No two projects unfold the same way, and old recipes for success need regular tweaks. 3-Pyridineacetonitrile rarely throws curveballs if sourced with care. The few times issues cropped up for me, the blame rested on storage lapses or less-than-stellar documentation. Attention to basics—fresh containers, away from direct light and heat—prevents most of the drama.
Questions often come up about managing exposure and disposal. Here, good habits cement outcomes far more than complicated checklists. Nitrile compounds ask for sensible handling and disposal through high-temperature incineration or well-regulated chemical treatment, which minimizes environmental anxiety and keeps compliance tidy. I’ve seen teams partner with central incinerators to simplify logistics, so resources stay focused on research, not red tape.
The most successful teams I’ve known never treated supply choices as an afterthought. They considered each building block as a vote for speed, reproducibility, and credibility. 3-Pyridineacetonitrile earns its place by meeting those standards, blending traceable quality with straightforward application. On the production line, even small variations in raw material can ripple through to affect downstream products, regulatory filings, or patent defenses.
Quality assurance measures—birds-eye documentation, spot checks, third-party analysis—form the backbone of modern chemical supply chains. By focusing on trusted sources and open analytical data, buyers and researchers future-proof their workflows and protect intellectual investments. Companies willing to offer post-delivery tech support and transparent records stand out, and these extras often matter more than marginal cost savings.

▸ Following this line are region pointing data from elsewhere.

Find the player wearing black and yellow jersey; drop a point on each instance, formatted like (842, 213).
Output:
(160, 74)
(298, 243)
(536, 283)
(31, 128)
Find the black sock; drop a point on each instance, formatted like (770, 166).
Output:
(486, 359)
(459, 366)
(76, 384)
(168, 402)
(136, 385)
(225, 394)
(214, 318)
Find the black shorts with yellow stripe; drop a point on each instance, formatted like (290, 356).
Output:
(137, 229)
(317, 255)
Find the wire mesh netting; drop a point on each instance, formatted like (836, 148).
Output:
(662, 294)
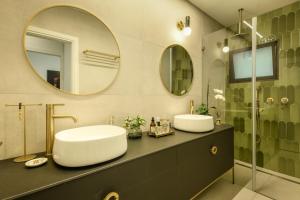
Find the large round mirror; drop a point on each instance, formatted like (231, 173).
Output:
(176, 70)
(72, 50)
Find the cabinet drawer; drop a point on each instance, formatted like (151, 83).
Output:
(198, 166)
(144, 178)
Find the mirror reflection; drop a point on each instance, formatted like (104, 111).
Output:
(72, 50)
(176, 70)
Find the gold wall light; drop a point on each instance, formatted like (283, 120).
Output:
(225, 46)
(185, 26)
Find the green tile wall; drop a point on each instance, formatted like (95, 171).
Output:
(278, 138)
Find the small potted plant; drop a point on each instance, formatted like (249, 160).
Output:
(219, 97)
(133, 126)
(202, 109)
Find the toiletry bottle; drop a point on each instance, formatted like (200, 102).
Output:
(152, 126)
(157, 121)
(158, 126)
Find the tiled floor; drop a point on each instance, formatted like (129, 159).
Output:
(268, 185)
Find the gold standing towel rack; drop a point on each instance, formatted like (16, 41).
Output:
(21, 107)
(99, 59)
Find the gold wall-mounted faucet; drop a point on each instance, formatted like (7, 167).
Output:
(192, 107)
(50, 127)
(22, 116)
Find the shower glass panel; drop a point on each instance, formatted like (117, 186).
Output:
(277, 97)
(279, 101)
(218, 73)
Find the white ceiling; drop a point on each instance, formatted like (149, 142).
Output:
(226, 11)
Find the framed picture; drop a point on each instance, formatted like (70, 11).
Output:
(240, 63)
(53, 77)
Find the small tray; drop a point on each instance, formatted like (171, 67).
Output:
(160, 135)
(36, 162)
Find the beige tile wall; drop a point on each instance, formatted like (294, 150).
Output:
(143, 28)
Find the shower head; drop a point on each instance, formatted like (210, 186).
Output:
(240, 26)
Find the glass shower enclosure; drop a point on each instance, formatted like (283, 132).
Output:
(260, 77)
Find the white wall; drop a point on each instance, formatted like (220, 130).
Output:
(143, 30)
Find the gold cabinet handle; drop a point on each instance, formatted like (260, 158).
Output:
(112, 196)
(214, 150)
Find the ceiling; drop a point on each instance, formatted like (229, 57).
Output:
(226, 12)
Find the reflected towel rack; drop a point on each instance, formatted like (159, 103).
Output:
(99, 59)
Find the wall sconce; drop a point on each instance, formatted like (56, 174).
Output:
(185, 27)
(225, 46)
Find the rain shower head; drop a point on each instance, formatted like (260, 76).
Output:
(240, 26)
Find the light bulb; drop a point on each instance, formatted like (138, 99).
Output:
(226, 49)
(187, 31)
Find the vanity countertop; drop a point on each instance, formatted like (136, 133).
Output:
(16, 180)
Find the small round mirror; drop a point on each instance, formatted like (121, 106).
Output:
(72, 50)
(176, 70)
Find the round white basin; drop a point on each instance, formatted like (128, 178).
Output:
(89, 145)
(194, 123)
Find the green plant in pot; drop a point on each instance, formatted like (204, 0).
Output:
(133, 126)
(202, 109)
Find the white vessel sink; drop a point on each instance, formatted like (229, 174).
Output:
(89, 145)
(194, 123)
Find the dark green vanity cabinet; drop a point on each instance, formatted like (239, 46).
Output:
(175, 172)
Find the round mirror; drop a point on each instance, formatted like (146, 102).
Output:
(176, 70)
(72, 50)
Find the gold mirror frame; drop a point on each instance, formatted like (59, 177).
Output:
(47, 83)
(160, 71)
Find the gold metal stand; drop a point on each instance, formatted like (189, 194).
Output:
(21, 107)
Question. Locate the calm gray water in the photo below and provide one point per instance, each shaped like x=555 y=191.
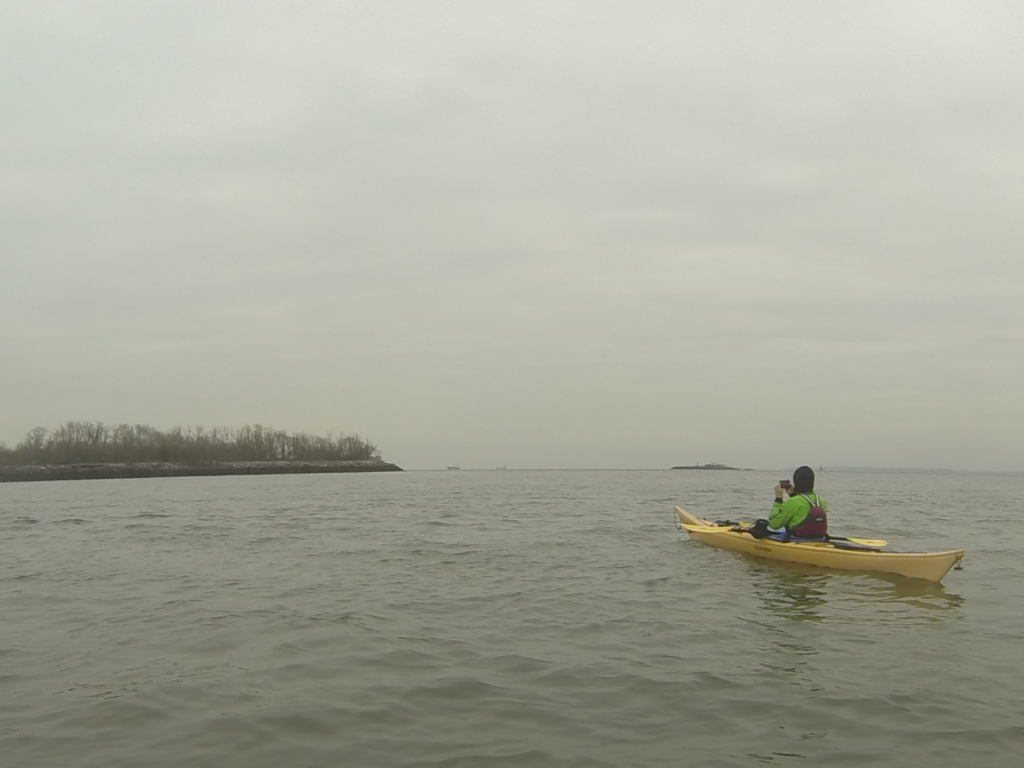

As more sectors push for fine-tuned molecular design, the demand for starting materials with a balance of robustness and adaptability climbs. 3-Pyridineacetonitrile answers this call not by overpromising but by reliably showing up: predictable reactivity, stable storage, and unambiguous analytical profiles. These qualities empower chemists to push boundaries, try out new transformations, and respond to project surprises with agility.
My experiences underscore how much smoother a research campaign runs with a reliable pipeline for core materials. Each shortcut found in the benchwork, and each dose of certainty in batch-to-batch performance, stacks up to create a culture of progress. In a market where time-to-results drives competitive advantage, dependable products like 3-Pyridineacetonitrile often separate teams with big ideas from those who actually deliver on them.
For teams and companies thinking ahead, the priorities remain clear: partner with suppliers embracing transparency, pay attention to the complete lifecycle of each chemical, and value the collective wisdom of those who have turned theory into action. By doing so, we create an environment where innovation grows, risk stays manageable, and the next breakthrough lands in the hands of people who know what to do with it.
Technology keeps pushing laboratory and industrial chemistry forward, but the core lessons don’t change. Choose inputs wisely, check specs thoroughly, and don’t overlook the experience shared by a reliable network of colleagues. 3-Pyridineacetonitrile reminds me that the right tool in the right hands unlocks unexpected potential—sometimes with less fanfare, but always with lasting impact.
The stories shared across laboratories, from missed steps to triumphs on the production floor, weave together to support each advance in science. Trusted chemicals never get the spotlight in headlines or press releases, but they form the bedrock for discovery. By centering quality, informed handling, and authentic collaboration, we shape chemistry that serves people and planet alike.